While acknowledging that exports to Turkey and Britain accounted for about half the decline in exports in the first four months of 2016, he said the decline was better analyzed by industry than by destination.
From that perspective, Naveh said, 80% of the decline came from lower exports in pharmaceuticals, electronic components and chemicals. The three have an outsized impact on Israel’s overall exports because together they account for nearly half of Israel’s exports, he said.
Chemicals exports, most of which are generated by Israel Chemicals’ agrochemicals sales, have fallen in the wake of declining prices for farm products. Exports of electronic components came mainly from Intel’s Israel subsidiary, which has reduced output at its giant plant in Kiryat Gat while it upgrades the facility.
Pharmaceutical exports, which come mainly from Teva Pharmaceuticals, the world’s largest maker of generic drugs, tend to be volatile and are down in a trough, the treasury said. It said that discounting those three categories, Israeli industrial exports have been flat so far this year, compared with a year earlier.

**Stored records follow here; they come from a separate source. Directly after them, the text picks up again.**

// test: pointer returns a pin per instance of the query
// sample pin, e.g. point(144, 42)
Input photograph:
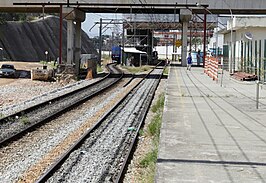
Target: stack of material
point(42, 74)
point(242, 76)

The report came a day after the Central Bureau of Statistics reported that merchandise exports were down 18.4% in the March-May period on an annualized basis. High-tech exports, which account for nearly half the total, were down at an even sharper 27.8% rate, it said, led by a 71% drop in electronic components.
The decline in exports, together with continued increases in imports, widened Israel’s trade deficit in the first five months of the year to 19.8 billion shekels ($5.1 billion), nearly three times the 7.3 billion deficit run up a year earlier. May alone saw a yawning deficit of 7.4 billion shekels.
Ofer Klein, chief economist of Harel Insurance & Finance, said declining exports were unlikely to have a pronounced effect on Israel’s economic growth and discounted warnings about a recession.
“Merchandise exports are in a bad state. We believe a significant change in direction will only come about in the middle of 2017, which is when Intel’s new factory begins exporting,” he wrote on Tuesday.
“Meantime, against the background of high tax collections, continued strong imports of consumer and capital goods, rapid wage increases and high levels of consumer confidence, it appears that second-quarter economic growth will be reasonable-plus,” Klein added.